Geliebte Jane (Rezension Film)

Jane ist eine junge, intelligente und vor allem freiheitliebende Frau, deren Zunge ebenso spitz ist wie ihre Feder. Hinzu kommt, dass ihre Familie nahezu mittellos ist – so ist sie, obwohl hübsch, nicht gerade das, was man zu ihren Zeiten, eine gute Partie nannte. Doch ein reicher Erbe aus ihrer Verwandtschaft hält um ihre Hand an. Allerdings ist Jane nicht gewillt eine lieblose Vernuftehe einzugehen. Hinzu kommt, dass dieser junge Mann ihre schriftstellerischen Ambitionen nicht zu schätzen scheint.
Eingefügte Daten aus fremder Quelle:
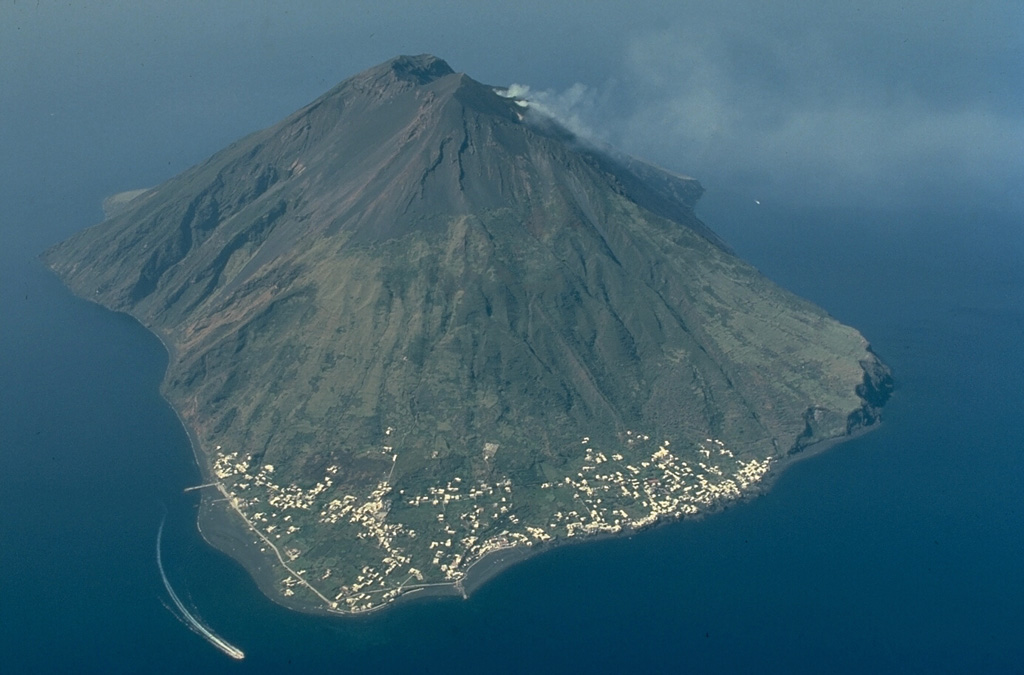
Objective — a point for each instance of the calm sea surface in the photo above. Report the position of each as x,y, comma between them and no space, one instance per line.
902,550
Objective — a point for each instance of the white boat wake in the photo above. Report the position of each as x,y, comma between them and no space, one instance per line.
189,619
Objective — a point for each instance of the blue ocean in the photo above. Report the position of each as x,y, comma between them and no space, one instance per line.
899,551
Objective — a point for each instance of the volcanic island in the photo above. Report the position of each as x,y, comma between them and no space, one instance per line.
418,331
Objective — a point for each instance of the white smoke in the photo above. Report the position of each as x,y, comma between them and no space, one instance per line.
571,109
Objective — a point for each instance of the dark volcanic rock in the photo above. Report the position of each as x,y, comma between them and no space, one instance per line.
410,327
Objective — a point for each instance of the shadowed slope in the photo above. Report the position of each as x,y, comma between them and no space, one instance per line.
404,284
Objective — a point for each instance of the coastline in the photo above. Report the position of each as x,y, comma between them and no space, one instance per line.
223,529
220,528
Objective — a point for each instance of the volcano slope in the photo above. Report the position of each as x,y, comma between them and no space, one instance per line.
414,327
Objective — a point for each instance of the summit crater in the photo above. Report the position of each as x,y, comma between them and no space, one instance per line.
410,331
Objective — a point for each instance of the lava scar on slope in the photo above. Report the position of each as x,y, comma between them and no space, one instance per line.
413,326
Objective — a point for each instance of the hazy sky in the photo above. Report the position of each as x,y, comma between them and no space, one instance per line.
846,102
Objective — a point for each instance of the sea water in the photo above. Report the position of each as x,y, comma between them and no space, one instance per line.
900,550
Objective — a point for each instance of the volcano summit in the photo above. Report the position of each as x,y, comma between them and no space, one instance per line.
416,331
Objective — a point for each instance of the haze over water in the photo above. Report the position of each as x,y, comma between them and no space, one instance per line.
898,551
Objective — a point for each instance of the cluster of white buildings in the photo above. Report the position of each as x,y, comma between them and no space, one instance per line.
607,493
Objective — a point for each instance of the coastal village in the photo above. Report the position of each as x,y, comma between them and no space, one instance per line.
403,542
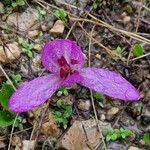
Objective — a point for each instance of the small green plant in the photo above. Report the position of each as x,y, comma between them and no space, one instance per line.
116,134
17,3
146,138
129,9
119,52
27,47
137,50
62,115
16,78
139,106
97,4
62,91
6,117
41,13
62,15
100,98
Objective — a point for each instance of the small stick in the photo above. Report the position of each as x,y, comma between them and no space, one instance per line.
91,94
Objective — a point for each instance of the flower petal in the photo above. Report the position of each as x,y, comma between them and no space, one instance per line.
54,50
109,83
34,93
72,79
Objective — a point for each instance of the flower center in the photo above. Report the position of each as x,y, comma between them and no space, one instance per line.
65,68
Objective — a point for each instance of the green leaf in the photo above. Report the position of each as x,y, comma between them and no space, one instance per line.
59,93
14,4
20,2
61,14
146,138
6,118
137,50
5,93
30,54
129,9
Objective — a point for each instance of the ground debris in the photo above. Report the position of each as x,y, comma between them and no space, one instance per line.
83,135
9,52
24,21
57,29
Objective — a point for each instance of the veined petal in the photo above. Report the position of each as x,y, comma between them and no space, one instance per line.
109,83
34,93
54,50
72,79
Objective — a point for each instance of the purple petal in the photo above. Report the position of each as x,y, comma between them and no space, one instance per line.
72,79
54,50
34,93
109,83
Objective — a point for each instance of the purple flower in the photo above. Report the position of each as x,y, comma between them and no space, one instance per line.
65,60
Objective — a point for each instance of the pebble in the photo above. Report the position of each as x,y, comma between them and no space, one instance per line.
111,113
44,28
37,48
133,148
10,53
84,105
126,19
33,33
24,21
102,117
57,29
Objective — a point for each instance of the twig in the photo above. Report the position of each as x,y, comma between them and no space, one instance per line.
101,23
7,77
145,55
100,44
11,134
91,94
137,26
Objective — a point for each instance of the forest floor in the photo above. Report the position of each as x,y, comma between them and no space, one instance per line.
112,34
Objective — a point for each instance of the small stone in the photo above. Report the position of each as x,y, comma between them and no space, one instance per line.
28,144
110,114
24,21
2,145
44,28
84,105
98,56
49,128
16,141
126,19
81,133
33,33
37,61
37,48
57,29
1,7
9,52
102,117
133,148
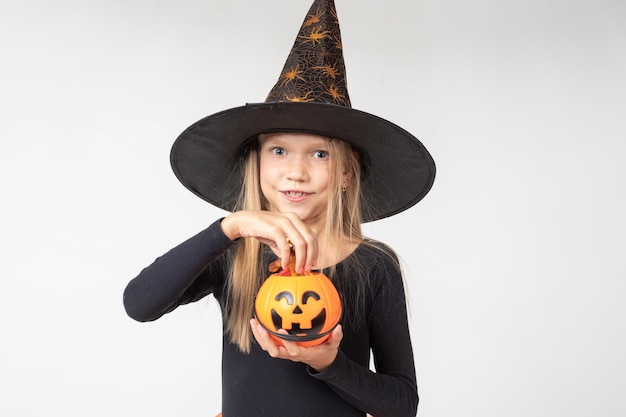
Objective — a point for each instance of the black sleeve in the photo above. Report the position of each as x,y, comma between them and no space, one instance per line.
184,274
392,389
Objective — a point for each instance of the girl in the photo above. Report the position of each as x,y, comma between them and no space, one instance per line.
299,178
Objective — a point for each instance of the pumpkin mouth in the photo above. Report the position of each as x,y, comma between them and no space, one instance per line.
296,328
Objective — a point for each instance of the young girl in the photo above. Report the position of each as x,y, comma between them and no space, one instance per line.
299,177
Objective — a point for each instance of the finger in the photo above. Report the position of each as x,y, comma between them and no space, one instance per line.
303,242
336,336
261,336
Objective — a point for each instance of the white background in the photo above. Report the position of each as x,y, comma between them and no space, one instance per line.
515,260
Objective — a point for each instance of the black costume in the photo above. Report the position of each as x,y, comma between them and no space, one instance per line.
257,385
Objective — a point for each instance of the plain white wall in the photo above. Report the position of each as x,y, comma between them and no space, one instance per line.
514,261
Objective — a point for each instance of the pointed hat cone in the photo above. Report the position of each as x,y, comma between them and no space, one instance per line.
311,96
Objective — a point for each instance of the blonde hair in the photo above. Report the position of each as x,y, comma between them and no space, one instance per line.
248,268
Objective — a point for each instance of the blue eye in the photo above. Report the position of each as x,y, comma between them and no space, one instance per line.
277,151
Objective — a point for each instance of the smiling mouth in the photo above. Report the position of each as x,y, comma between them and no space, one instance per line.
295,196
295,193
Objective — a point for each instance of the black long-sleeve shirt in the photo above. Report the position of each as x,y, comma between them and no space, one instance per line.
257,385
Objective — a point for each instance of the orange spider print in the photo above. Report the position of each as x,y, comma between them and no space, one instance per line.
300,99
289,76
316,35
313,19
334,93
329,70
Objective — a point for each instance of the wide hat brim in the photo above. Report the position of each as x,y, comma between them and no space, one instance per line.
399,171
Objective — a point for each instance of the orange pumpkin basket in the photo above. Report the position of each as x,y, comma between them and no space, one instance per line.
307,306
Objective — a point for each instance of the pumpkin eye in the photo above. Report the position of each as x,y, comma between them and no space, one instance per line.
309,294
286,295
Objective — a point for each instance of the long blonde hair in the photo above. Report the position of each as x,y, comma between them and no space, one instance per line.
248,268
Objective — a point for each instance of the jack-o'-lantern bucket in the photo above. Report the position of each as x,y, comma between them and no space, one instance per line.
307,306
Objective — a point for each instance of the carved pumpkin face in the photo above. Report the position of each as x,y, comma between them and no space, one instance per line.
308,307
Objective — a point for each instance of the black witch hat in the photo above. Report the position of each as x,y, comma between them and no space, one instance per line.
311,96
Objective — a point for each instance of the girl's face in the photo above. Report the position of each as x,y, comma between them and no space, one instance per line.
295,174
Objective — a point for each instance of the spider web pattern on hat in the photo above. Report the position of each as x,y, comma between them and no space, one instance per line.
315,69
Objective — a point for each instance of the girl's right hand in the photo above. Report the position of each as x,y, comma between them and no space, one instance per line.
283,232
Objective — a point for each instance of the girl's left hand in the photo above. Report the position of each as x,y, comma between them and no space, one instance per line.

Ebenso wenig wie Tom LeFroy, ein Dandy aus London, der in der Nähe lebende Verwandte besucht und ein Freund ihres Bruder ist. Die beiden liefern sich hitzige Wortgefechte und fühlen sich dabei doch auch, immer mehr zueinander hingezogen. Tom lernt Janes Geist genauso zu schätzen, wie ihr hübsches Gesicht und sie erkennt, dass sich hinter seiner überheblichen Dandy-Fassade mehr verbirgt als oberflächliches Geckentum (Stolz und Vorurteil-Leser werden hier aufmerken).
Doch leider ist Tom ebenfalls mittellos und kann sich eine Liebesehe mit Jane nicht leisten. Kann es trotzdem zu einem Happy End für die beiden kommen?

Die Verfilmung von Jane Austens Leben, hat mich als Austenfan natürlich interessiert. Leider habe ich es damals nicht ins Kino geschafft, dafür allerdings in die Videothek.Und nun, ich muss sagen, es hat sich gelohnt. Die Verfilmung ist natürlich eine Verfilmung. Also wohl nicht sehr realitätsnah. Aber wunderschön.
Liebevoll gestaltete Kulissen und gekonnt gewählte Drehorte machen den Film mit perfekt besetzten Schauspielern zu einem schönen Filmerlebnis. Sprache und Kostüme verhelfen einem zusätzlich zu einer Reise in Jane Austens Zeiten, in der Frauen das Schweigen angeblich noch gut anstand, aber trotzdem schon manche auf ihre Weise die Stimme erhoben und dafür Träume opferten, damit wir sie heute Leben dürfen.
Ich finde Anne Hathaway macht Jane Austen für ihre Fans sehr lebendigund spielt die Rolle der selbstbewußten Schreiberin, die sich nicht gesellschaftlichen Konventionen beugen möchte gekonnt. Besonders viel Freude hatte ich an den Dialogen.
Ich empfehle Euch also Geliebte Jane von Herzen. Seht ihn Euch an und fiebert mit Jane, lebt mit Jane und träumt mit Jane.
Und wenn sie in Euch nur ein wenig Interesse weckte, schenkt ihr mehr Zeit und besorgt Euch ihre Biographie oder recherchiert im Internet.
Sie hat es sich verdient🙂

Zur DVD geht es hier: Geliebte Jane<-Klick!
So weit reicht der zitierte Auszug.